Miller became my advisor and teacher, then my editor and mentor, then, after I graduated from the program, a close friend. He and his wife, Jordan, and I and my husband, Charles, spent many an hour in the Williams sunroom discussing Ciardi or Yeats or the reasons pick-up trucks are displayed on Arkansas front yards. It was a professional and personal relationship that was to last 35 years, until his death.

Miller was a marvelous poet of international renown, a genius teacher, and a dedicated writer. Once, while an MFA student, I asked Miller if he planned to attend a university play that evening. “No,” he said. “When I’m not teaching, I’m writing.” That day I learned about discipline and focus.

Miller was a workhorse, as noted in his New York Times obituary. I was present when he started the University of Arkansas Press from the MFA lounge in what is now Kimpel Hall, with a make-shift desk, a part-time secretary, and tireless zeal.
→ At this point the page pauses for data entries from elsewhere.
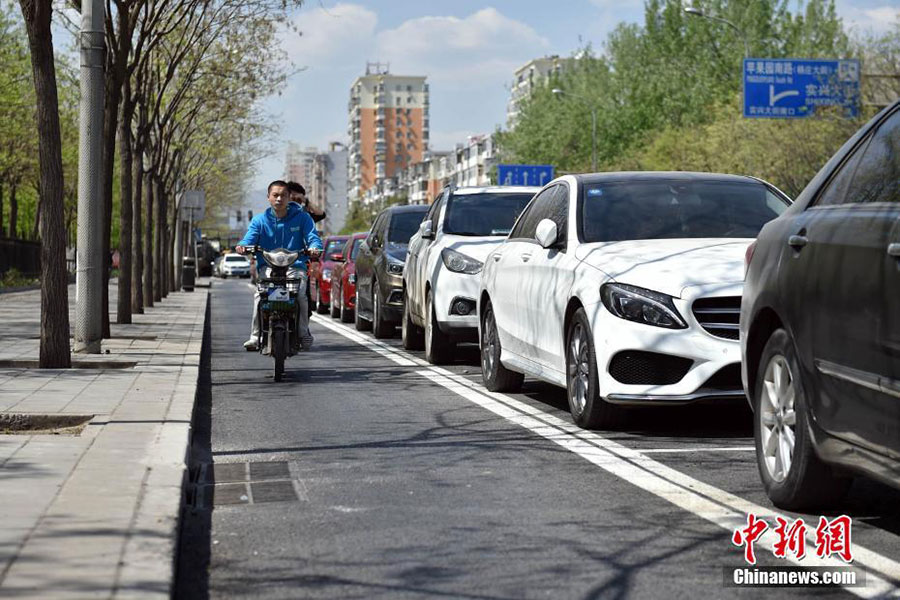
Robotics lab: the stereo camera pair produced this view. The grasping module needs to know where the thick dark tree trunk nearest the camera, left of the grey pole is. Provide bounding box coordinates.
[20,0,72,369]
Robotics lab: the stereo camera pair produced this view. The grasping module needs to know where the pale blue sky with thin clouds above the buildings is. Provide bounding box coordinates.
[250,0,900,189]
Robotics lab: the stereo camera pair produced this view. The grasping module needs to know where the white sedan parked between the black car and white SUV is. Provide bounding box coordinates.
[478,173,790,428]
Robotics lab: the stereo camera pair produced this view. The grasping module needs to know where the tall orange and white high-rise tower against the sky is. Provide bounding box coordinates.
[347,63,429,201]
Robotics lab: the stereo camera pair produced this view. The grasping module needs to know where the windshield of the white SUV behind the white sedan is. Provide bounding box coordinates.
[444,193,534,236]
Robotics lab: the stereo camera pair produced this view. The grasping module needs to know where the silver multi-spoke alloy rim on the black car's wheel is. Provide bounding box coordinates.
[757,354,797,482]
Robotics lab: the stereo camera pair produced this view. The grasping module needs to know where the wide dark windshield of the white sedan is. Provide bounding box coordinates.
[579,180,788,242]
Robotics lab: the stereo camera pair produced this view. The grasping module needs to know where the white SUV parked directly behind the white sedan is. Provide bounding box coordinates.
[401,186,541,364]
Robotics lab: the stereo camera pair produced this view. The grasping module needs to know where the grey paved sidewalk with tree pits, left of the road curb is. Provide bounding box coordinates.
[0,282,208,598]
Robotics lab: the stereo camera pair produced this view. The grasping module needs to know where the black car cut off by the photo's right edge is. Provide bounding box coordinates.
[740,102,900,510]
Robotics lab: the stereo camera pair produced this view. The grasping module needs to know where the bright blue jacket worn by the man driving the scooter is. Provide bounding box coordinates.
[237,202,322,271]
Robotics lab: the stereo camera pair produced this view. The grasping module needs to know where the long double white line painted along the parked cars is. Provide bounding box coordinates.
[310,314,900,598]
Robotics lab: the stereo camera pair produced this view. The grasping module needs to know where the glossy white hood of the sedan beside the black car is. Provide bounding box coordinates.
[575,238,753,298]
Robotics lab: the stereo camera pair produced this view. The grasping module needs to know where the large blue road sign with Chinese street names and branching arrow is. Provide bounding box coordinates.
[744,58,859,119]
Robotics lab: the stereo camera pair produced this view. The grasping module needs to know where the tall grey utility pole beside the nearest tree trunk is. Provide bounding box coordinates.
[75,0,109,354]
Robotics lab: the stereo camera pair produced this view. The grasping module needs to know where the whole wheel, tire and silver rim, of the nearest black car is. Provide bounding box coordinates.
[753,329,852,511]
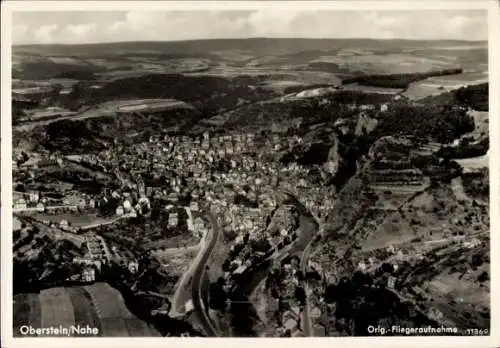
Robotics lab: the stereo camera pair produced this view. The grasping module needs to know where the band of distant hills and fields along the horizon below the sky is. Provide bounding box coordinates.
[12,38,488,82]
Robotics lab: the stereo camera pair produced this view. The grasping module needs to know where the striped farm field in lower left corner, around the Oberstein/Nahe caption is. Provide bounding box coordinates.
[14,283,161,337]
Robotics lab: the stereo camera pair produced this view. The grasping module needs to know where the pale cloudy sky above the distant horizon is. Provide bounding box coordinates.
[12,9,488,45]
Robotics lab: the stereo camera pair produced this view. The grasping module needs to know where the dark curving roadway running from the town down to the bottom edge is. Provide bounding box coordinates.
[191,212,220,337]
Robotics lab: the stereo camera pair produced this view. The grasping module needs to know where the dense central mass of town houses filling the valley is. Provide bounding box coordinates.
[62,133,320,235]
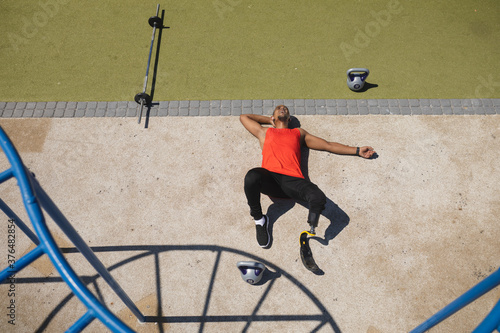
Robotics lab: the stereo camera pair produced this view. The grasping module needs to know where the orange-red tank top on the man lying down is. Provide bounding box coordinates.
[262,128,304,178]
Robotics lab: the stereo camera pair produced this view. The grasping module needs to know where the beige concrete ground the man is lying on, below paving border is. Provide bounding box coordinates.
[0,108,500,333]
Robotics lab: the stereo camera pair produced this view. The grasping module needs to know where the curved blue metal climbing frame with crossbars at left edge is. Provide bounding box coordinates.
[0,127,141,333]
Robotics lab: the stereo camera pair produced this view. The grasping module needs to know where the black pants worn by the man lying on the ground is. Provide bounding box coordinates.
[245,168,326,226]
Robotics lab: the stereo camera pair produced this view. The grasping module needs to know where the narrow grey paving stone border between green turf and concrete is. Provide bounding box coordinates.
[0,99,500,118]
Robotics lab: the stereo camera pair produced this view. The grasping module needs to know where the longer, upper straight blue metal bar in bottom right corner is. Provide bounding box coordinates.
[410,269,500,333]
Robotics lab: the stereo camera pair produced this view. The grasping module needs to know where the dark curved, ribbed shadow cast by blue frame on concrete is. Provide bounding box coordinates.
[16,245,341,332]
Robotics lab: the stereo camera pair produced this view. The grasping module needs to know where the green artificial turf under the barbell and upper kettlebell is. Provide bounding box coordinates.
[0,0,500,101]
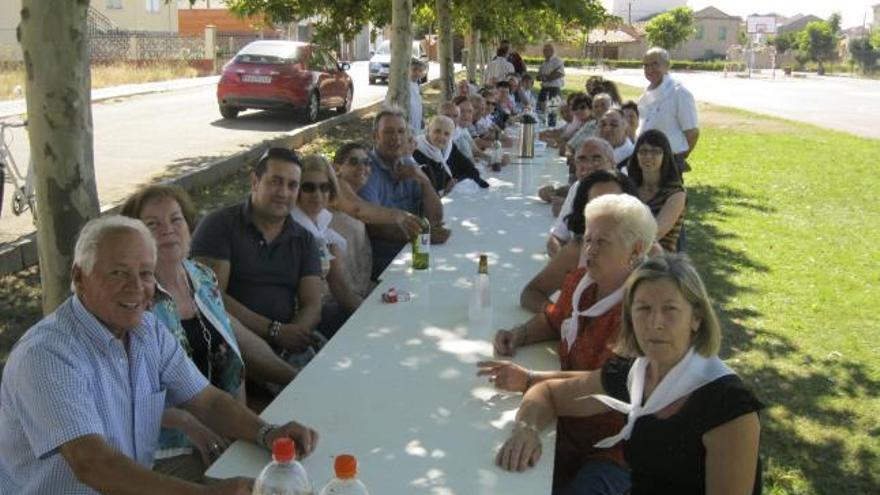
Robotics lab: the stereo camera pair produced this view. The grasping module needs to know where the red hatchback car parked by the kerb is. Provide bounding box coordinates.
[217,40,354,122]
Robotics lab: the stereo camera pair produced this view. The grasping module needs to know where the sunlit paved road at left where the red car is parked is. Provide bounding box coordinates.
[0,62,439,243]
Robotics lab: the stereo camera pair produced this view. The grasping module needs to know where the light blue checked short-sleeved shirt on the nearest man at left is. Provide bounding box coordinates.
[0,296,208,495]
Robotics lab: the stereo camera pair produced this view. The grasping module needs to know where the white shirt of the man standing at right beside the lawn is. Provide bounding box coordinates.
[638,74,697,154]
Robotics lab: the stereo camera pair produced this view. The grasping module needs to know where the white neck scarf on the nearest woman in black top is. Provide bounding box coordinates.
[584,347,735,448]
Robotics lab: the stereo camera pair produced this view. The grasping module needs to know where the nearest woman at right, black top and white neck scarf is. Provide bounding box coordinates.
[496,254,763,495]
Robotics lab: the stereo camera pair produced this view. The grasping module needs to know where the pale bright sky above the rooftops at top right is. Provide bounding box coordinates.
[688,0,880,29]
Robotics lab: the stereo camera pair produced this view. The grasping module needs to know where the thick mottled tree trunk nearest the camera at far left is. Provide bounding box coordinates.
[18,0,99,313]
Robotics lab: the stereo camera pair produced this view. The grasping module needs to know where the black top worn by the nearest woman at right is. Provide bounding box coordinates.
[602,358,764,495]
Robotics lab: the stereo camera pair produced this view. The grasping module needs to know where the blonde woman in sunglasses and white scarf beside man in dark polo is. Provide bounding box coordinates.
[291,155,364,338]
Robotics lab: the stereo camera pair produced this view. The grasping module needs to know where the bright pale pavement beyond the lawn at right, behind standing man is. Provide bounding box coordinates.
[602,69,880,139]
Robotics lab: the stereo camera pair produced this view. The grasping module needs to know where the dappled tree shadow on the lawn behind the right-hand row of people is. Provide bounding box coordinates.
[687,185,880,493]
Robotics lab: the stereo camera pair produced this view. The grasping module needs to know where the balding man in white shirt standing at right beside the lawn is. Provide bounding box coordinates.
[639,47,700,172]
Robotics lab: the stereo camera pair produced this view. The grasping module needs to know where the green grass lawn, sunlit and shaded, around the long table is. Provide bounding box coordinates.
[0,77,880,495]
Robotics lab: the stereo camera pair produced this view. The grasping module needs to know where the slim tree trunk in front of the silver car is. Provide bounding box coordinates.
[385,0,412,115]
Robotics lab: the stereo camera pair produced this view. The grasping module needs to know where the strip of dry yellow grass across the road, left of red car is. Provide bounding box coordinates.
[0,61,198,101]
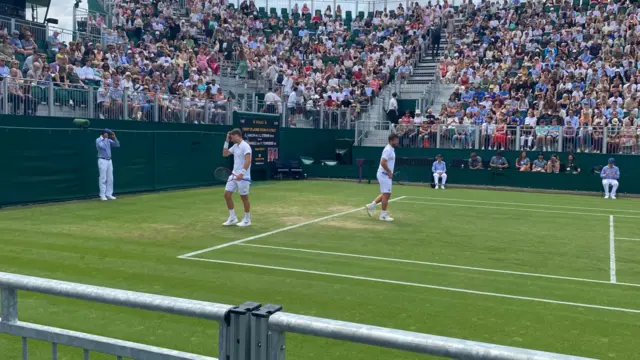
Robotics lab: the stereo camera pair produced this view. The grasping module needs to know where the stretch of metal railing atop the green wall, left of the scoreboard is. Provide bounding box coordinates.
[0,78,237,125]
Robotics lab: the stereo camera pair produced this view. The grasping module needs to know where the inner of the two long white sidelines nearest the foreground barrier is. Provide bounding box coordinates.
[238,244,640,287]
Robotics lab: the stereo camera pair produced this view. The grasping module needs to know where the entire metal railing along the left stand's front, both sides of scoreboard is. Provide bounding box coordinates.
[0,78,379,129]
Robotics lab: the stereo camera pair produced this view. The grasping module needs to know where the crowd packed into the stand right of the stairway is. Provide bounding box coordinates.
[404,0,640,153]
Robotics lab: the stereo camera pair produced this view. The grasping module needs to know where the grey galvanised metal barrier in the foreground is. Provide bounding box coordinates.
[0,273,586,360]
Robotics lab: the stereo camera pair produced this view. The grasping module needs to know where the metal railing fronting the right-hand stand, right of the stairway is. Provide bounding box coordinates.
[380,123,640,155]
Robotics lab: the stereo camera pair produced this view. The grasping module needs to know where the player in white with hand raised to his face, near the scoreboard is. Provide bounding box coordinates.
[222,129,251,226]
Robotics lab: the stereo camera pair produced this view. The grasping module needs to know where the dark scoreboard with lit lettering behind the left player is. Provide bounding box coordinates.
[238,113,280,166]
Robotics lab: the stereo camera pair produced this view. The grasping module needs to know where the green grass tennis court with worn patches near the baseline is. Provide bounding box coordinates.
[0,181,640,360]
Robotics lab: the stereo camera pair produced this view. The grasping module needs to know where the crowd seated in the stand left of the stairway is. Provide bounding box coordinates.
[0,0,448,124]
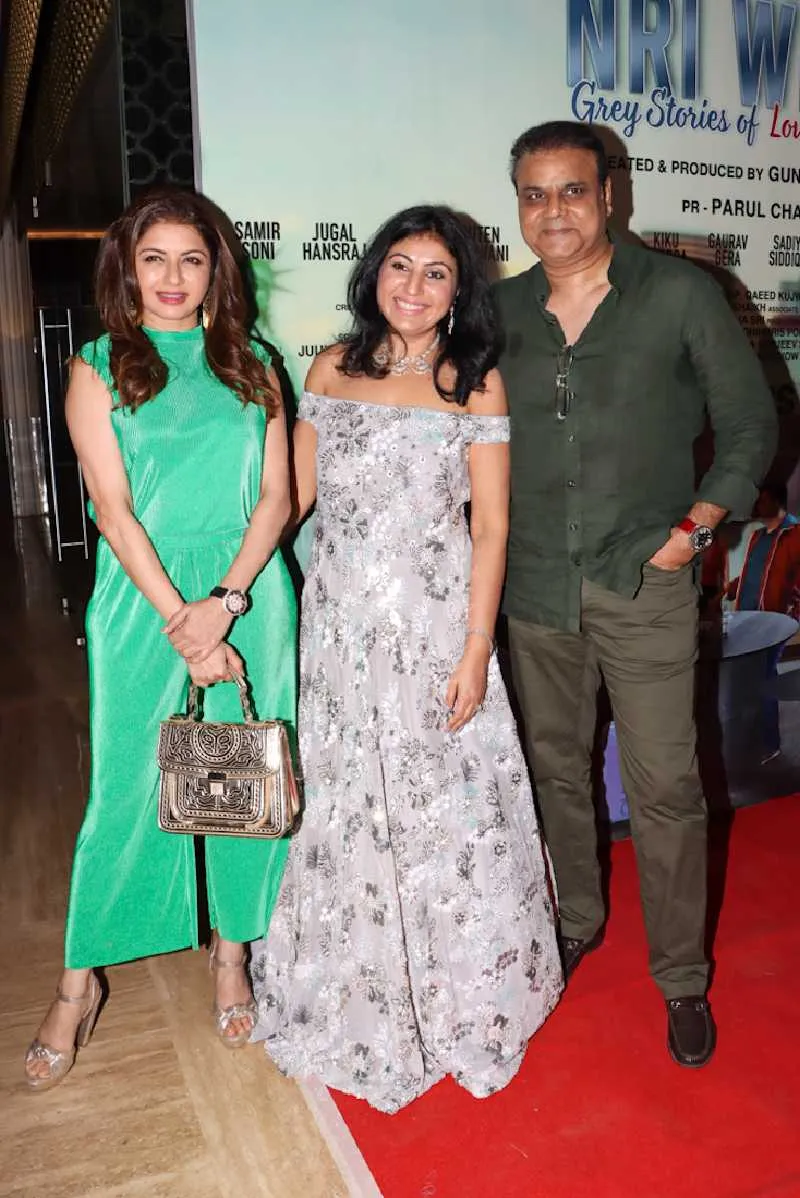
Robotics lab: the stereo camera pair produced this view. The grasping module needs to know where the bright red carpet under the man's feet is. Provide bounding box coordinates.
[334,795,800,1198]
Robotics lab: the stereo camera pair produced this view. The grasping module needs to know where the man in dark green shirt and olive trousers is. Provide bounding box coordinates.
[496,121,776,1066]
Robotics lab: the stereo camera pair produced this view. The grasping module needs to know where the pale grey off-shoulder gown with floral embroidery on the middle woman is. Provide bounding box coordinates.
[253,393,562,1112]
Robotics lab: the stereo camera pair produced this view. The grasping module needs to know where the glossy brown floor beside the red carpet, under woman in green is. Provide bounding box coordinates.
[0,521,349,1198]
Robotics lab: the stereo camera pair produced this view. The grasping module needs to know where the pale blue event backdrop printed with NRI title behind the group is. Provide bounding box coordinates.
[189,0,800,462]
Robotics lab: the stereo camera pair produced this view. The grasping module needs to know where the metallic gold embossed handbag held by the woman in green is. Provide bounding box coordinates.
[158,676,301,840]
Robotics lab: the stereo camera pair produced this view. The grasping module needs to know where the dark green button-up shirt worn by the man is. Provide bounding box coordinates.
[496,233,776,630]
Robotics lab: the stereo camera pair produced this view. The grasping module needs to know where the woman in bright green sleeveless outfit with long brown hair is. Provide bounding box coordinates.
[25,189,296,1089]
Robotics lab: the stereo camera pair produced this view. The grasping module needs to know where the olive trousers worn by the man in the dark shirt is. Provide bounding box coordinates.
[509,565,708,998]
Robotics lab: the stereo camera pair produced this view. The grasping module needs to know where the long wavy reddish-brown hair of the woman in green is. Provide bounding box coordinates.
[95,187,279,415]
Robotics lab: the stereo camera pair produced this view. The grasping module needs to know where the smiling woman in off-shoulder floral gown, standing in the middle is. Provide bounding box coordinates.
[253,207,562,1112]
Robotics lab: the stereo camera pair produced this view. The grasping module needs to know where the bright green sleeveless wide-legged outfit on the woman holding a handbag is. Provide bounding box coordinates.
[65,327,297,969]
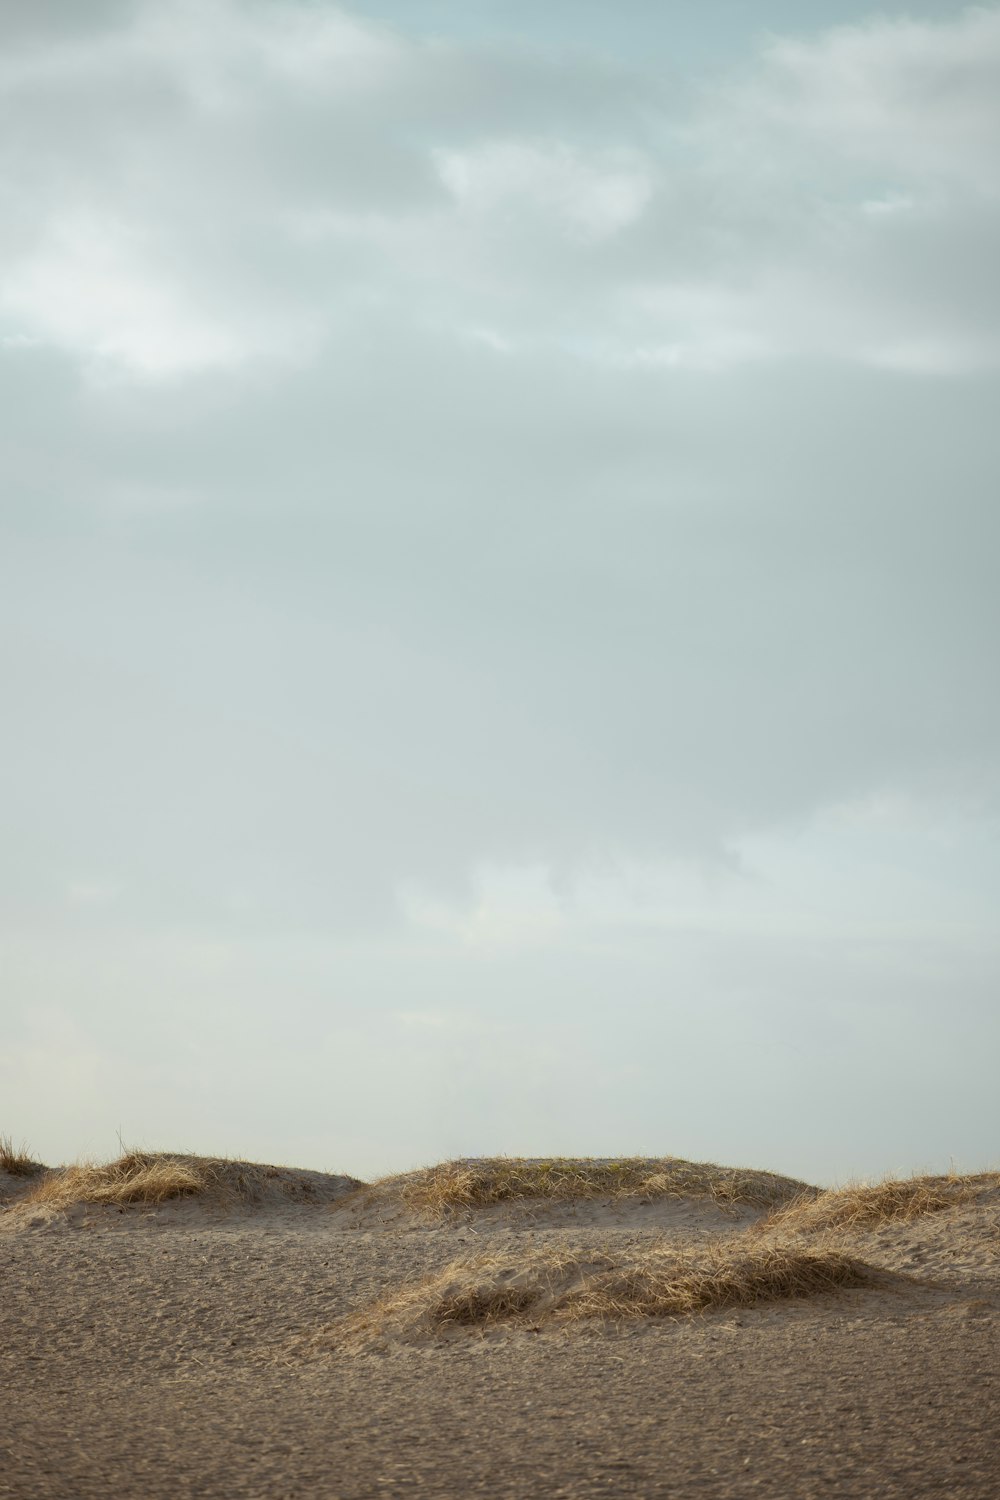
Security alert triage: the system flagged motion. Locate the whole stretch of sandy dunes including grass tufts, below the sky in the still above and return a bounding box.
[0,1152,1000,1500]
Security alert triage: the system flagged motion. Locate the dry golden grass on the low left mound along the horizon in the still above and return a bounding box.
[21,1151,316,1209]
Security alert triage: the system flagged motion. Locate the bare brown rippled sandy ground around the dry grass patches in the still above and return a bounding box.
[0,1179,1000,1500]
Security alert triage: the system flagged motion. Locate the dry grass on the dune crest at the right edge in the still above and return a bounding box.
[757,1172,1000,1230]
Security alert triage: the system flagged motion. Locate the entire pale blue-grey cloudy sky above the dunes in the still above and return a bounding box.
[0,0,1000,1184]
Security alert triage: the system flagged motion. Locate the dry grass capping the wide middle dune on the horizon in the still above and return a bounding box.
[370,1157,816,1218]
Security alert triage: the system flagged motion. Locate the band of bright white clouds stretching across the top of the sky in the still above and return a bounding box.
[0,0,1000,377]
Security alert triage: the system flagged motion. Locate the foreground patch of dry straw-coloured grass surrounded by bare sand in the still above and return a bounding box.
[335,1236,879,1349]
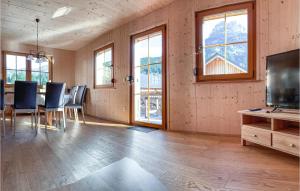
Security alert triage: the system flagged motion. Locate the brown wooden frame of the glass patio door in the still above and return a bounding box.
[130,24,167,130]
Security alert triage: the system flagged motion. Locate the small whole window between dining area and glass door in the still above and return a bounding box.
[94,44,114,88]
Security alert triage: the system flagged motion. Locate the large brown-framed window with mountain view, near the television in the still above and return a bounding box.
[196,2,255,81]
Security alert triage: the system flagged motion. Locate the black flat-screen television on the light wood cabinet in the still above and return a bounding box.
[266,49,300,109]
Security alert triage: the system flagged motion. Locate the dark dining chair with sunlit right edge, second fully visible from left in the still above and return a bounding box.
[38,82,66,132]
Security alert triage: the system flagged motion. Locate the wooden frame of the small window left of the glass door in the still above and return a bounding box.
[94,43,115,89]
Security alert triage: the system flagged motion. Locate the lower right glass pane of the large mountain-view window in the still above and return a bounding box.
[226,43,248,74]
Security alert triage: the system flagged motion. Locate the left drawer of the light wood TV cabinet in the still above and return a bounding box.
[242,125,271,146]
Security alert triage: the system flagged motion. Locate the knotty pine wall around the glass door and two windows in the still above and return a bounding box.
[75,0,300,134]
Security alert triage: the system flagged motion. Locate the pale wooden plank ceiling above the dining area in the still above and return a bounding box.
[1,0,173,50]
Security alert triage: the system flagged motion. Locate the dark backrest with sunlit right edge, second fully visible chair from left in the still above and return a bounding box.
[45,82,66,108]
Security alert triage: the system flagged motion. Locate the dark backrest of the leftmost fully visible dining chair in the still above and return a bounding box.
[14,81,37,109]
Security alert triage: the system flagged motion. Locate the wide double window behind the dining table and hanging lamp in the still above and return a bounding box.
[3,52,52,85]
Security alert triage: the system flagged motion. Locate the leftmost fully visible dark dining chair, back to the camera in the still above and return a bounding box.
[12,81,37,135]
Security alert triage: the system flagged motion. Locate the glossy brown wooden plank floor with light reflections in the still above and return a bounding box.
[1,117,299,191]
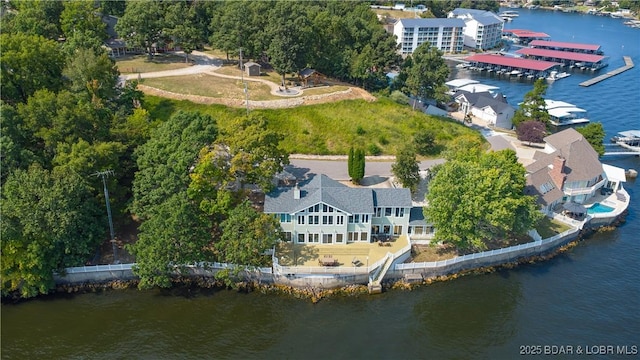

He was a gentleman—courteous, witty, with a thaw-an-igloo smile. And he was self-deprecating. He would often say, after expounding on poetry or life, “Well, that was nothing you asked and more than you wanted to know.” It was, of course, never more than I wanted to know.

One of his top admonitions about writing poetry was, “Cut the fat—the bones are what last.” He also believed that poetry should appeal to “squirrel hunters as well as professors,” having somewhere in it “the smell of the possum.” He abhorred the obtuse, noting that a poem should be readable—“clear and mysterious at the same time.”

He wrote poems of great depth, irony, and heartbreak, as in “Showing Late Symptoms She First Tries to Fix Herself in the Minds of Her Children,” but he could also laugh at himself in his poems. Philip Martin in his brilliant essay-obituary of Miller in the Arkansas Democrat- Gazette, quotes from a Williams poem, “My Wife Reads the Paper at Breakfast on the Birthday of the Scottish Poet”: “Poet Burns to Be Honored, the headline read. She put it down. ‘They found you out,’ she said.”

I can only imagine that Miller had in mind Jordan and his own breakfast table when he wrote the poem. Whether or no, it is my privilege to have known the man and the poet, to continue to count his beautiful and caring wife as my friend, and to have sat a few times at that table.

—Jo McDougall

 

 

Jo McDougall is the author of four books with The University of Arkansas Press. Towns Facing Railroads: Poems (1991), From Darkening Porches: Poems (1996), Daddy’s Money: A Memoir of Farm and Family (2011), and In the Home of the Famous Dead: Collected Poems (2015).